Металлическая банка, вроде «Вискаса».
Уже изъятая из свободной продажи, как я надеюсь, умоляю и заклинаю.
Я уже не помню, которая из них умерла первой, тетя Югетта или бабушка. Это произошло почти одновременно. Я не очень горевала. Ни об одной, ни о другой. Вот к чему приводит несколько затянувшееся прощание.
Жизни бабушки и тети Югетты превратились в достояние государства еще до их смерти.
Мама говорит, что их долголетие уничтожило память о том времени, когда они были девочками, женщинами, матерями.

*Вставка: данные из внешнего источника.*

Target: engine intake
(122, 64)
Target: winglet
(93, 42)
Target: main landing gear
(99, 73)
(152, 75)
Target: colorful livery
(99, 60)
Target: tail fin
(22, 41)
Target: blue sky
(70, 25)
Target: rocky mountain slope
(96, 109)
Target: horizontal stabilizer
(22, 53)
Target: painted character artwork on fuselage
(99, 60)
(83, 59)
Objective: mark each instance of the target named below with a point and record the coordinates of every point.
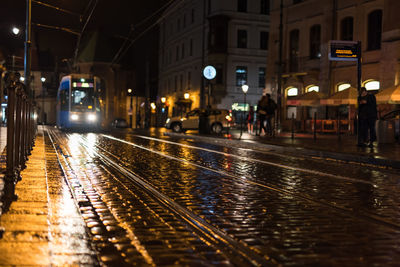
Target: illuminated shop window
(313, 88)
(372, 85)
(343, 86)
(292, 91)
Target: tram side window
(64, 99)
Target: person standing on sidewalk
(261, 114)
(270, 116)
(250, 120)
(367, 116)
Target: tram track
(271, 187)
(238, 252)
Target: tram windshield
(82, 96)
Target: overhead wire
(125, 46)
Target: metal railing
(21, 131)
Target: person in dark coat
(367, 116)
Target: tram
(78, 102)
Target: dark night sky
(112, 17)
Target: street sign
(209, 72)
(343, 51)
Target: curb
(347, 157)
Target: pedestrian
(367, 115)
(261, 114)
(270, 116)
(250, 120)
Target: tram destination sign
(343, 50)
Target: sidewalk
(325, 146)
(43, 227)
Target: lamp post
(130, 93)
(43, 79)
(245, 88)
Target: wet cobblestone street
(156, 200)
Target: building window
(264, 8)
(346, 29)
(241, 75)
(343, 86)
(315, 41)
(312, 88)
(242, 5)
(261, 77)
(294, 50)
(293, 91)
(372, 85)
(374, 30)
(264, 36)
(242, 39)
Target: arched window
(293, 91)
(312, 88)
(346, 29)
(343, 86)
(374, 30)
(372, 85)
(315, 41)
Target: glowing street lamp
(245, 88)
(15, 30)
(130, 93)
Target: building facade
(230, 35)
(308, 26)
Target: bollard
(23, 133)
(292, 125)
(315, 126)
(9, 186)
(18, 128)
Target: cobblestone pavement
(291, 210)
(43, 226)
(156, 200)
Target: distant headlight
(74, 117)
(92, 117)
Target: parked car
(219, 120)
(119, 123)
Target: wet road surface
(160, 201)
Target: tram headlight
(92, 117)
(74, 117)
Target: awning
(308, 99)
(389, 95)
(345, 97)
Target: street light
(43, 79)
(130, 93)
(245, 88)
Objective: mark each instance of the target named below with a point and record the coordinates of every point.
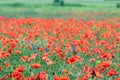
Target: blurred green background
(71, 8)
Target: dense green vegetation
(40, 8)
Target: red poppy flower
(57, 78)
(42, 76)
(20, 69)
(36, 65)
(112, 72)
(17, 75)
(65, 78)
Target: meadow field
(41, 40)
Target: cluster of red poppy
(30, 47)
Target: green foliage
(118, 5)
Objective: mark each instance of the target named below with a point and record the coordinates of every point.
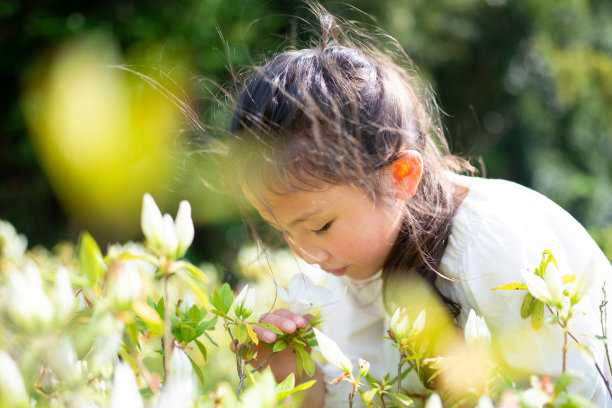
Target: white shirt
(499, 229)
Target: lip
(336, 272)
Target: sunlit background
(526, 87)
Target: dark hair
(340, 112)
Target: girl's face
(339, 227)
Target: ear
(406, 171)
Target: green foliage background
(526, 87)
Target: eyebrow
(306, 216)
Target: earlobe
(406, 171)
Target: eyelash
(323, 228)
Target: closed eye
(323, 228)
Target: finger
(280, 319)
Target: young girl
(341, 150)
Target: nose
(310, 254)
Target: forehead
(287, 208)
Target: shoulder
(503, 217)
(502, 228)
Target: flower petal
(332, 352)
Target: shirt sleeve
(501, 229)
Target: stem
(167, 340)
(601, 374)
(564, 347)
(239, 369)
(603, 312)
(352, 396)
(399, 372)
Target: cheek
(364, 240)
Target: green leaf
(307, 361)
(241, 334)
(368, 396)
(197, 370)
(90, 257)
(223, 298)
(527, 306)
(187, 333)
(223, 315)
(402, 398)
(202, 349)
(287, 384)
(279, 346)
(281, 395)
(252, 334)
(194, 313)
(270, 327)
(210, 339)
(562, 382)
(151, 302)
(537, 315)
(160, 307)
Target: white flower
(125, 282)
(125, 393)
(550, 289)
(401, 327)
(303, 294)
(184, 227)
(434, 401)
(364, 367)
(332, 352)
(181, 389)
(62, 296)
(583, 282)
(168, 237)
(476, 330)
(244, 302)
(12, 387)
(28, 305)
(62, 359)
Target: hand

Бабушка и тетя Югетта навсегда остались в нашей памяти старухами.
Бабушка говорила, что прислуга — это прислуга, точка.
Бабушка умерла в разгар августа под носом у своей служанки, которая рассказала, что видела в ее глазах отчаяние и ужас животного, почуявшего роковую эмболию.
Животного, как минимум, униженного.
После этого тетя Югетта осталась действительно одна.
Тетя Югетта любит жизнь и плюет на смерть, что естественно, поскольку дочка тети Югетты умерла и внучка тоже, этого, правда, тетя Югетта не знает. Мы постоянно передаем тете Югетте от нее приветы, когда она жалуется, что от внучки давно нет новостей. Мы говорим, что она много работает, очень занята и, кстати, велела крепко поцеловать ее.
Смерть тети Югетты принесла мне облегчение, потому что мне уже надоело врать и, кроме того, рассказывая, как хорошо живет ее внучка, я начала сама в это верить, и все это было слишком тяжело.
Я ужасно боялась, что тетя Югетта станет мстить, попав на тот свет и поняв, как ее бесстыдно обманывали.
Удивительно, но ни во сне, ни наяву она не приходит щекотать мне ноги под одеялом, чтобы мне неповадно было изображать маленькую скрытницу, а вернее, наглую врунью.
Когда, выйдя от бабушки, папа обнаруживает внизу мамину машину, припаркованную третьим рядом, его лицо вспыхивает, как фритюр, а из носа и ушей начинает валить дым.
— Ну и что, Франсуаза?
— Что, Мишель?
— Все нормально с машиной?
— А что с машиной?
— Все нормально с твоей консервной банкой, Франсуаза? Где будем в этом году сливы собирать? У тебя на лобовом стекле?
— Почему?
— Потому что судебные исполнители, Франсуаза! Шесть тысяч на штрафы в этом году, черт!
— Мишель! Ты употребляешь грубые слова при ребенке, молодец, может быть, все-таки попридержишь, черт тебя возьми, язык!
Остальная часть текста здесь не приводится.